Another case in May 2008 involving two Syiah Kuala University students caught having sex in a musalla (prayer room) on the IAIN Ar-Raniry campus received a lot of attention, both on campus and in the newspapers. The students were caught by a fellow university student who, as Serambi Indonesia reported, had been following them that particular afternoon out of ‘curiosity’ about what the couple was up to. The article set up the typical dichotomy of moral protector or vigilante versus sinner, reporting on the case almost exclusively from the perspective of the student who caught the couple. The young man involved explained that he didn’t ‘know why [he] was able to do something like that [commit khalwat]’. And the female student said that she simply ‘couldn’t deny the wishes’ of her boyfriend. Portraying them as morally weak served to suggest that these two young people were deserving of surveillance and supervision.

Ongoing surveillance
It is not just catching the suspected khalwat couples that is valued in Aceh. It is also important to keep up the monitoring of one’s village or neighbourhood. Neighbours will spy on a suspected couple until the early hours of the morning, just to confirm their suspicions, as a way of justifying their subsequent vigilante actions. Such was the case, as reported in Serambi Indonesia on 1 June 2008, when a few concerned neighbours waited outside a house until 4am so that they could catch the suspected couple ‘in the act’.
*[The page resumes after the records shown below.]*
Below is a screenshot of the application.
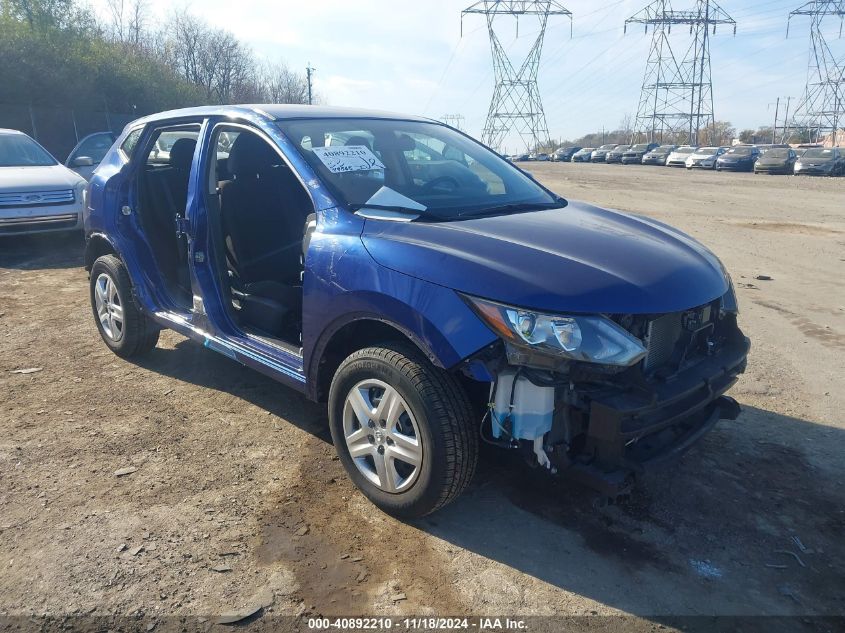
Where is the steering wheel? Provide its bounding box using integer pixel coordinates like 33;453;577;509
422;176;461;193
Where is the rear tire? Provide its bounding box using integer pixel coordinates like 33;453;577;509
90;255;160;358
329;343;478;518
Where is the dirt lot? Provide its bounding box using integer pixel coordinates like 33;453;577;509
0;164;845;631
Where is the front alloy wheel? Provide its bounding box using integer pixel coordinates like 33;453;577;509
94;273;123;342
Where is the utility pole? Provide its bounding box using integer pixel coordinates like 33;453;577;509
786;0;845;144
305;62;317;105
461;0;572;151
625;0;736;145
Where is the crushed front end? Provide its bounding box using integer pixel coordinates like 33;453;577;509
465;288;750;496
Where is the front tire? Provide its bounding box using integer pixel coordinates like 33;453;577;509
329;344;478;518
90;255;160;358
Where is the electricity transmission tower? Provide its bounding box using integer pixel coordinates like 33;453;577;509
441;114;464;132
461;0;572;150
786;0;845;145
625;0;736;145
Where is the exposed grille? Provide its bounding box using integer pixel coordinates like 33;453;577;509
0;189;74;207
643;312;683;371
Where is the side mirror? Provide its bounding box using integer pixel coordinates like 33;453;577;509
70;156;94;167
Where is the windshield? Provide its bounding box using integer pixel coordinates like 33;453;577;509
0;134;56;167
801;148;833;160
278;119;566;220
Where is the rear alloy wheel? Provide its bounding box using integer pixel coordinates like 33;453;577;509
329;343;478;518
91;255;160;358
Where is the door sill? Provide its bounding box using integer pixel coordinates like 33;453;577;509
241;327;302;358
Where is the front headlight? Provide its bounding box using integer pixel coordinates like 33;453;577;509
464;297;646;367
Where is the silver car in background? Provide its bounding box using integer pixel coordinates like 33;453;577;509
0;129;88;236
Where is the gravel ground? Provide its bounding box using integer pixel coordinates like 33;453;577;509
0;164;845;631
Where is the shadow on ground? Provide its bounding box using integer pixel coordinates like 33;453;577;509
0;231;85;270
129;341;845;630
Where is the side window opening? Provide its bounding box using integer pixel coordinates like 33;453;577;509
136;124;200;306
208;126;314;346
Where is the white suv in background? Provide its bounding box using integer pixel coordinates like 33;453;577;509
0;129;87;236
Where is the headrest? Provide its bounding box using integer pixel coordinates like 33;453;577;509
170;138;197;171
226;132;281;178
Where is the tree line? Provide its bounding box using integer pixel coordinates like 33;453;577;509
0;0;308;116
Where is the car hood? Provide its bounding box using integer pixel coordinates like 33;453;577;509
362;202;728;314
0;165;85;192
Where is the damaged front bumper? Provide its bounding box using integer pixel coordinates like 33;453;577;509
564;337;750;495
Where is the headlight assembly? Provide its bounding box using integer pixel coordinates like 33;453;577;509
464;297;646;367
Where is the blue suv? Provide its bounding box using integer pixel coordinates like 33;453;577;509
85;105;749;517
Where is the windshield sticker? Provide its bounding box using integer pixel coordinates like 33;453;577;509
311;145;384;174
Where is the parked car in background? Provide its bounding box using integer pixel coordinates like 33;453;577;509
754;147;798;174
552;145;581;163
716;145;761;171
0;129;87;236
794;147;845;176
572;147;596;163
590;143;616;163
643;145;678;166
604;145;631;163
622;143;658;165
65;132;117;180
666;145;698;167
685;147;728;169
84;105;749;517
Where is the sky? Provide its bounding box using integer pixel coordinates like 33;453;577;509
90;0;845;151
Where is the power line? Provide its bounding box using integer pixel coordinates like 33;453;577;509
461;0;572;150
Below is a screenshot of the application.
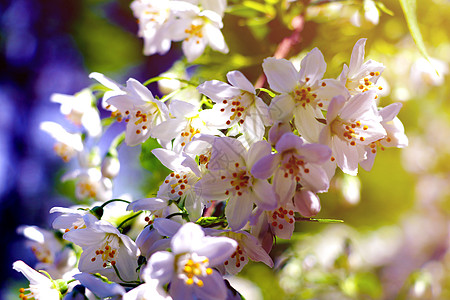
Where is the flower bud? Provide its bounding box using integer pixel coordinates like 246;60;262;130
294;189;321;218
102;152;120;179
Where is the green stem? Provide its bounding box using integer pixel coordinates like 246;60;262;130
112;265;141;285
100;199;131;208
117;211;142;229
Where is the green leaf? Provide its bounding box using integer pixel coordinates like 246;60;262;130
375;1;394;16
400;0;430;61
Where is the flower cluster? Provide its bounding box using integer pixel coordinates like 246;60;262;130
14;35;408;299
131;0;228;62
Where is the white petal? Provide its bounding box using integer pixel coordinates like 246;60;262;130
227;71;256;94
298;48;327;85
262;57;298;93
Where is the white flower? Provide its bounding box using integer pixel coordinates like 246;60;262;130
195;137;277;230
73;273;125;299
64;216;139;281
320;91;386;175
252;132;331;204
61;168;112;201
128;148;207;221
153;100;222;153
221;230;273;275
263;48;348;142
130;0;173;55
170;3;228;62
50;89;102;137
144;223;237;300
360;103;408;171
50;207;98;232
106;78;169;146
336;39;384;96
13;260;61;300
40;122;84;162
17;226;76;278
197;71;271;145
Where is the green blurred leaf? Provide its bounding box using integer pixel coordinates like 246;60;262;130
375;1;394;16
400;0;430;61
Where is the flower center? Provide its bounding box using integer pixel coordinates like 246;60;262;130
164;172;198;198
281;153;309;182
178;253;213;287
53;142;77;162
91;234;119;268
292;82;325;107
220;92;254;125
269;206;294;229
184;18;204;44
331;118;369;146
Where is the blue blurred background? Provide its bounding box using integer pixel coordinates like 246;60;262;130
0;0;180;290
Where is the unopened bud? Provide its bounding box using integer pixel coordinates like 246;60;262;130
102;154;120;179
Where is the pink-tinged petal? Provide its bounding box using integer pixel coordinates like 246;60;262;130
294;189;321;218
262;57;298;93
319;126;332;147
203;23;229;53
208;137;247;170
145;251;175;285
127;197;168;211
116;243;140;281
269;121;291;145
332;137;359;176
152;148;186;172
294;105;325;143
273;169;296;204
327;95;346;126
126;78;155;105
349;59;385;83
194;172;230;201
194;270;227;300
338;64;348;86
193;237;238;267
275;132;303;153
64;228;105;247
181;38;206;62
169;277;195;300
169;100;198;118
340;90;381;121
348;38;367;77
89;72;122;91
251;153;281;179
13;260;51;285
73;273;125;298
314;79;350;110
253;179;278;210
359;147;377;172
378;102;403;122
197;80;240;103
125;122;150;147
247;141;272;168
170;223;205;254
381;117;408;148
301;164;330;193
151;119;187;141
225;193;253;230
227;71;256;94
242;232;273;268
269;94;295;122
298;48;327;85
297;144;331;164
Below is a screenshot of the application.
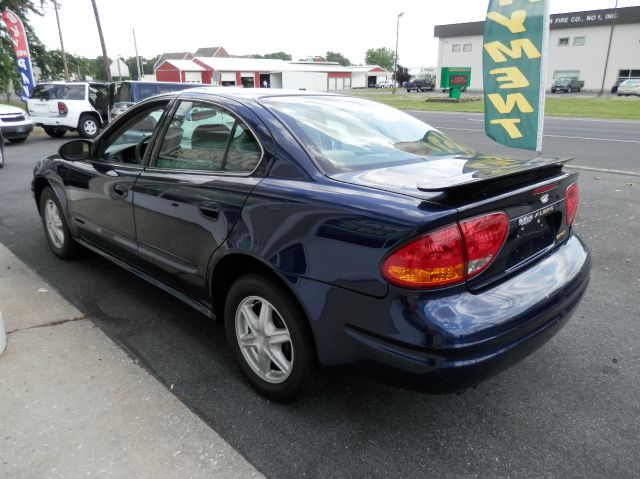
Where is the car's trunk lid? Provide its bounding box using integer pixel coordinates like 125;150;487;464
330;155;577;290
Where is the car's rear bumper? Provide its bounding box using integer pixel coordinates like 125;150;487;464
0;122;33;140
296;236;591;390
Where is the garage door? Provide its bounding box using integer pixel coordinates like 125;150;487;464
220;73;236;83
184;72;202;83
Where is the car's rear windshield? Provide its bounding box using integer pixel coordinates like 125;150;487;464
261;96;473;174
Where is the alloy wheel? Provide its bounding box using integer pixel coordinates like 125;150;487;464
235;296;294;384
44;199;64;249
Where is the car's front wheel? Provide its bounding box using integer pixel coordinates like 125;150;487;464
224;275;319;402
78;114;100;140
40;187;80;259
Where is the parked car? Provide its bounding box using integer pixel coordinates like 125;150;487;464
27;82;109;139
404;80;435;93
376;80;395;88
32;88;590;401
551;77;584;93
109;81;202;121
618;79;640;96
0;130;4;168
0;105;33;143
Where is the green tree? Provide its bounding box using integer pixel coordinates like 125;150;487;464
325;52;351;67
364;47;395;72
395;65;411;85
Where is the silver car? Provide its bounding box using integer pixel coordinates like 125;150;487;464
618;79;640;96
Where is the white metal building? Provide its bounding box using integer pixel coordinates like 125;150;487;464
347;65;392;88
434;7;640;90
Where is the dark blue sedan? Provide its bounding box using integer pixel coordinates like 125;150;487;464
32;88;590;401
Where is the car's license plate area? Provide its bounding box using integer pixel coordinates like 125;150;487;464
505;205;562;271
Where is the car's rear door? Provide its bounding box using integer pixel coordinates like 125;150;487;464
134;97;263;301
66;99;169;264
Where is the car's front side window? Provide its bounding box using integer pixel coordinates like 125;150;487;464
98;101;168;165
155;101;262;173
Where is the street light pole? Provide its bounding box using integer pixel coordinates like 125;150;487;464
598;0;618;96
391;12;404;94
91;0;113;83
53;0;69;81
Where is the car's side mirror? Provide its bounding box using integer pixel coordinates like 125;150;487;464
58;140;93;161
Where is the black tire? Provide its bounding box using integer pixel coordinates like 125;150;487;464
224;274;320;402
40;186;80;259
44;126;67;138
78;113;100;140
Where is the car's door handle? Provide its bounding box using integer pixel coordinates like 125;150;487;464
200;203;220;220
113;183;129;198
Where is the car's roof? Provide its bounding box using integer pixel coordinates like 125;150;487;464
182;86;337;101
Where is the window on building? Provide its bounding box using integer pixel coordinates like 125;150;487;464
553;70;580;80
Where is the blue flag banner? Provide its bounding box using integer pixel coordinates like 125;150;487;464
2;9;35;102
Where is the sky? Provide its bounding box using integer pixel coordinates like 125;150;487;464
30;0;640;68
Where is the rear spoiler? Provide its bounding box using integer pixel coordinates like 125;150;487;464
417;157;574;193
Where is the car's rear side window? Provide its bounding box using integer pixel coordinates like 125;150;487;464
261;96;473;174
60;85;87;100
31;83;62;100
155;101;262;173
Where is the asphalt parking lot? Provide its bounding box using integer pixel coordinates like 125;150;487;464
0;117;640;478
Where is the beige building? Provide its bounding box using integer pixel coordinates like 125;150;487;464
435;7;640;90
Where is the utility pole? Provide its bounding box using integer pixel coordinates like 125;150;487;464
91;0;113;83
598;0;618;96
132;28;144;80
53;0;69;81
391;12;404;93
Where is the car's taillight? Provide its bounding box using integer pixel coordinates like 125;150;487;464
382;213;509;289
460;213;509;279
566;183;580;226
382;225;464;288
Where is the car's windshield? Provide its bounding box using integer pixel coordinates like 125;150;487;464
262;96;473;174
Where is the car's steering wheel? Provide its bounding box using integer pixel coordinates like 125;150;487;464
134;135;152;165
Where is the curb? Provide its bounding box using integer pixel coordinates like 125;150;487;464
0;311;7;354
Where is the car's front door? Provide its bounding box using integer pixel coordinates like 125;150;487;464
134;99;263;301
66;100;169;263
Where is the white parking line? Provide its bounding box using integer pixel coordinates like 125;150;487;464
406;110;640;126
436;127;640;143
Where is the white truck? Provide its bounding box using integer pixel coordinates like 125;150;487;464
27;82;109;139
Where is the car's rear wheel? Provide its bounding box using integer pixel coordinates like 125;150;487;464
78;114;100;140
40;187;80;259
225;275;319;402
44;126;67;138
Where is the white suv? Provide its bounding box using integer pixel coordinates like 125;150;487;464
27;82;109;139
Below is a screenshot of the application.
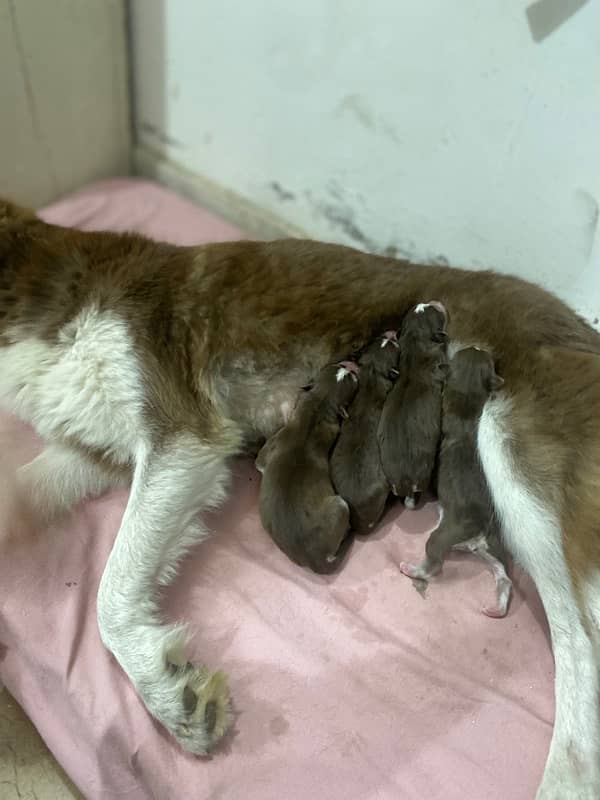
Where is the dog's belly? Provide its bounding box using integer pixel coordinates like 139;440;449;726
0;308;143;463
213;359;323;442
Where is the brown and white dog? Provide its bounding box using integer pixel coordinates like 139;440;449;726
0;197;600;800
256;361;358;574
400;347;512;617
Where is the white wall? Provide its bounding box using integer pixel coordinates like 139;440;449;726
0;0;131;206
131;0;600;318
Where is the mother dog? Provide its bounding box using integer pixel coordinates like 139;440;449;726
0;202;600;800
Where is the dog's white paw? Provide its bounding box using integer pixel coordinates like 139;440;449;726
535;748;600;800
171;665;232;755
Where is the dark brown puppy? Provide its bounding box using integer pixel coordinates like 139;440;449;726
400;347;512;617
329;331;399;533
378;301;447;508
256;362;358;573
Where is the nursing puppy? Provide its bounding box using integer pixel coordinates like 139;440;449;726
400;347;512;617
378;301;447;508
256;362;358;573
330;331;399;533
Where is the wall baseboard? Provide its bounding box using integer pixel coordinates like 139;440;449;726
132;145;310;239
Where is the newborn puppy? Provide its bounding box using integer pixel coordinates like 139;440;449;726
378;301;447;508
400;347;512;617
329;331;399;533
256;361;358;573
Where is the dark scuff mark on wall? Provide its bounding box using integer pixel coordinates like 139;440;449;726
525;0;588;44
305;186;415;261
269;181;296;203
140;122;185;147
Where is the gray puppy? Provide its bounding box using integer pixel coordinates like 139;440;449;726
400;347;512;617
256;361;358;573
329;331;399;533
378;301;447;508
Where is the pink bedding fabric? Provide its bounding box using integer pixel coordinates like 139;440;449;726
0;180;553;800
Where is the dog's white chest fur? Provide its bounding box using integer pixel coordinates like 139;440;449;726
0;307;143;463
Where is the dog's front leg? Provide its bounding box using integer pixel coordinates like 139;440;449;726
98;433;235;754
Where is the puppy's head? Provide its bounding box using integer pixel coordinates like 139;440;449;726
312;361;359;416
359;331;400;379
446;347;504;401
402;300;448;343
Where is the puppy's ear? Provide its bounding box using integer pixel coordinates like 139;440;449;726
487;372;504;392
435;361;450;381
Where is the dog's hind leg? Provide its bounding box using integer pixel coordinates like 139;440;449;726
17;442;131;522
98;424;239;754
478;400;600;800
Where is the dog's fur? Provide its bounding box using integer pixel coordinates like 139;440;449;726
330;332;399;533
0;198;600;800
256;364;358;574
377;301;446;508
400;347;512;617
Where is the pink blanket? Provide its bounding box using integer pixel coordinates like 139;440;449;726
0;180;553;800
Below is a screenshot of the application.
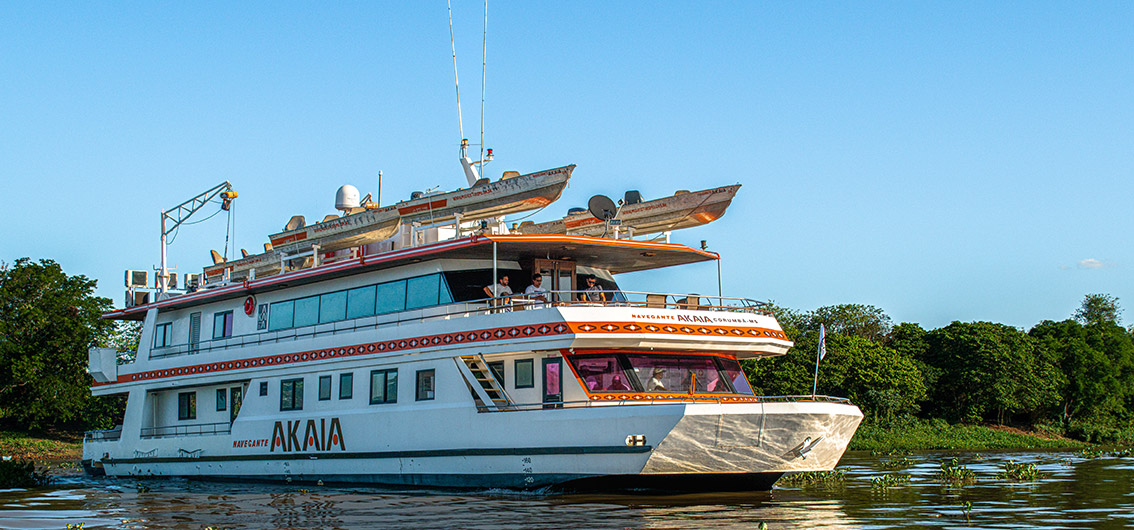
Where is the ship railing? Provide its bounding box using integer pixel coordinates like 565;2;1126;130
477;394;851;412
83;426;122;441
505;289;771;314
142;421;232;438
150;291;771;360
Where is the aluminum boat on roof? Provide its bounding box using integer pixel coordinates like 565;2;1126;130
83;167;862;491
519;184;741;237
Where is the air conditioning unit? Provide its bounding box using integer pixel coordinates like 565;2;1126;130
126;270;150;289
126;291;150;308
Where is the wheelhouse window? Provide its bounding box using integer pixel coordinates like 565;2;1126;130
572;353;642;392
177;392;197;420
370;369;398;405
280;378;303;411
416;370;435;401
268;274;454;331
153;322;174;347
213;311;232;338
339;372;354;399
568;352;752;395
513;359;535;388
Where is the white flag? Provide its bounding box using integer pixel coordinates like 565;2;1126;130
819;325;827;361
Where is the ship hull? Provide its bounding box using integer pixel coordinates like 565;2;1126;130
85;402;862;491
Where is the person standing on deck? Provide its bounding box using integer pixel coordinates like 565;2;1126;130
578;276;607;302
524;272;548;309
484;275;511;298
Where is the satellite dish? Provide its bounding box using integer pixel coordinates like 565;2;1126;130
586;195;618;221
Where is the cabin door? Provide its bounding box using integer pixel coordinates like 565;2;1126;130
228;387;244;422
543;357;564;409
533;260;575;302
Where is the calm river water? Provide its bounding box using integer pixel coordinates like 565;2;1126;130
0;452;1134;530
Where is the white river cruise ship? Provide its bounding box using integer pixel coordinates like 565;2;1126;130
83;163;862;491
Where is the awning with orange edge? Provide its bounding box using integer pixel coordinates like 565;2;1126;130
102;234;719;320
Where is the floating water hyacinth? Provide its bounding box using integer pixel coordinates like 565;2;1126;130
997;460;1048;480
936;457;976;486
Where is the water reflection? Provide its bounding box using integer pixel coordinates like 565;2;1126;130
0;453;1134;529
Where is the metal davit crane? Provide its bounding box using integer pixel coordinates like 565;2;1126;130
158;180;237;293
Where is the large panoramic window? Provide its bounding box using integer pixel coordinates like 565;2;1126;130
268;274;452;331
280;378;303;411
370;369;398;405
319;291;347;323
347;285;376;319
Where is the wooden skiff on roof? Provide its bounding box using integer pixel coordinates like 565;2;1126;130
518;184;741;236
269;166;575;249
204;166;575;283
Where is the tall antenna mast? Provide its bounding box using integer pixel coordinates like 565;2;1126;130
448;0;465;141
481;0;489;170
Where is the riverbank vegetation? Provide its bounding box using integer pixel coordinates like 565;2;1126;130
744;294;1134;451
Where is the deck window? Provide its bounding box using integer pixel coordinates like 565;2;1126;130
213;311;232;338
347;285;376;319
339;372;354;399
153;322;174;347
295;296;319;328
513;359;535;388
406;275;441;309
489;361;503;388
370;369;398;405
280;378;303;411
416;370;435;401
268;300;295;331
319;291;347;323
177;392;197;420
717;357;753;395
375;280;406;314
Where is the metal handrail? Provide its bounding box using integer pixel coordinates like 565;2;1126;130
477;394;852;412
150;289;771;360
142;421;232;438
83;426;122;441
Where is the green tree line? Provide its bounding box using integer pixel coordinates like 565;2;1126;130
0;258;137;430
0;258;1134;441
745;294;1134;441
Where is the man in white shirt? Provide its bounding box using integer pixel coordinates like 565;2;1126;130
524;272;548;309
484;275;511;298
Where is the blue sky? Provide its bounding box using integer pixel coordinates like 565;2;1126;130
0;1;1134;328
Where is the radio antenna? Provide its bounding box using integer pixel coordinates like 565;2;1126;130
448;0;465;140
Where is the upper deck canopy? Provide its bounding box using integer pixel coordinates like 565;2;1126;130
102;235;719;320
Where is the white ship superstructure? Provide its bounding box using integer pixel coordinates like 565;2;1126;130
84;171;862;490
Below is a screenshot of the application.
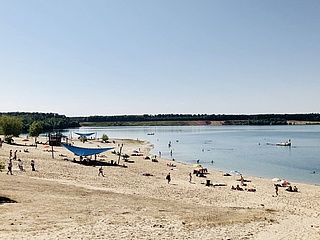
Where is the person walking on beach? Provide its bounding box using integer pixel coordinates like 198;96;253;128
274;184;279;197
166;173;171;184
98;166;104;177
7;158;13;175
30;159;36;171
18;159;24;172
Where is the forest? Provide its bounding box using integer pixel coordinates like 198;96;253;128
0;112;320;132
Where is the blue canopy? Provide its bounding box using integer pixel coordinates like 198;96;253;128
61;143;113;157
75;132;95;137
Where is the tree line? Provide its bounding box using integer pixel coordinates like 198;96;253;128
72;113;320;125
0;112;320;143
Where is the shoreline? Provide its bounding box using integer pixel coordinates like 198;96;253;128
0;136;320;239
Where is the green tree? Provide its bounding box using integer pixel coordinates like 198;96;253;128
0;115;23;143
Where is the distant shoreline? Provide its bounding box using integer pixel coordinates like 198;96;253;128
80;120;320;127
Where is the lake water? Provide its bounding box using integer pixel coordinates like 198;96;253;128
65;125;320;184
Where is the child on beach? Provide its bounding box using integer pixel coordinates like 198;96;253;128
98;166;104;177
166;173;171;184
274;184;279;196
30;159;36;171
7;158;13;175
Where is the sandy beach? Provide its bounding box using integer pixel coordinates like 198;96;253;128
0;136;320;240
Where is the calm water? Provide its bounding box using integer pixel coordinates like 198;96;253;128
66;125;320;184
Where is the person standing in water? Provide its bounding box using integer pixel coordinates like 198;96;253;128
166;173;171;184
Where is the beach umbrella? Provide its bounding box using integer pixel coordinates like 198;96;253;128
230;170;241;176
280;180;290;185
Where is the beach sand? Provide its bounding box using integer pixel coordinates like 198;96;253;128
0;138;320;240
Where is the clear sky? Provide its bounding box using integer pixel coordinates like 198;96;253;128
0;0;320;116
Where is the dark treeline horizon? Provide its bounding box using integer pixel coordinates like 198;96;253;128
0;112;320;131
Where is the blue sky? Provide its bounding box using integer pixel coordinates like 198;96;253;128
0;0;320;116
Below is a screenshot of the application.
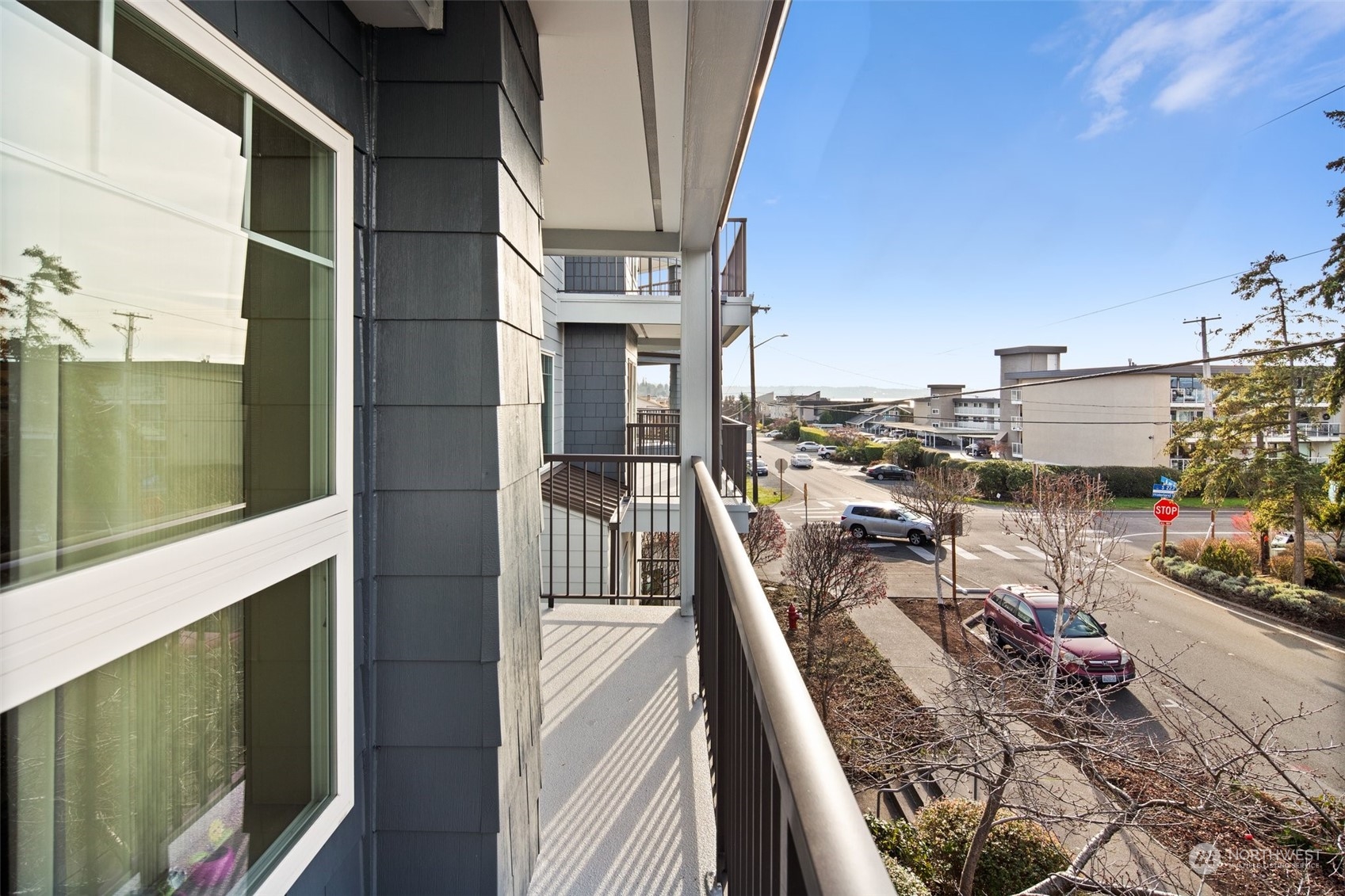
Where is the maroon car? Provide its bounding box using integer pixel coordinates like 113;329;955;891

The authorities quoted in newspaper articles reflect almost unanimous support for this type of community surveillance. As the Human Relations Officer at the Office of Syariah Law in Banda Aceh stated in a Serambi Indonesia article of 5 June 2008, ‘violations can be minimised if all citizens are proactive’.

The promotion of community surveillance comes at a time when funding for the WH is very limited. As a result, many of their efforts have shifted away from enforcement to raising awareness and promoting surveillance at the village level.

In Banda Aceh, the guilt for khalwat crimes is often assumed to lie with outsiders - university students who come to the capital from elsewhere in the province for their studies, or ‘orang kampung’ (villagers) who come looking for work. This emphasis not only implies that the moral stain is from outside the community in question, but it also justifies vigilante actions as a way of protecting the local community.

It is also often the unrestrained sexuality of the woman that is seen as the reason for cases of khalwat. Women connected to khalwat cases are often described in very sexualised terms, emphasising their improper appearance or describing them as ‘naughty’. A WH officer in North Aceh said in a Serambi Indonesia article of 1 June 2008, that he hoped ‘citizens who have young, female children can watch over [these girls] more strictly so that religiously prohibited acts will no longer be committed’.

What seems to be common in informal conversations and newspaper articles alike is a focus on the immorality, but not the illegality, of khalwat. This distinction is important, because it is the focus on morality that promotes vigilantism, even though it is clearly prohibited by the legislation on khalwat in Aceh. Although it remains unclear what the implications of promoting vigilantism might be, this type of action potentially undermines the development of the democratic process in Aceh because it validates and encourages informal and often illegal forms of law enforcement.

Meanwhile, back on the Darussalam campuses, student life seems to be continuing as usual. Couples still spend their afternoons along the field, pretending to watch football. Every so often, I catch sight of a bold young couple who dare to hold hands. But generally, a strict distance is kept, as no-one ever knows when watchful eyes will see something that inspires vigilante action.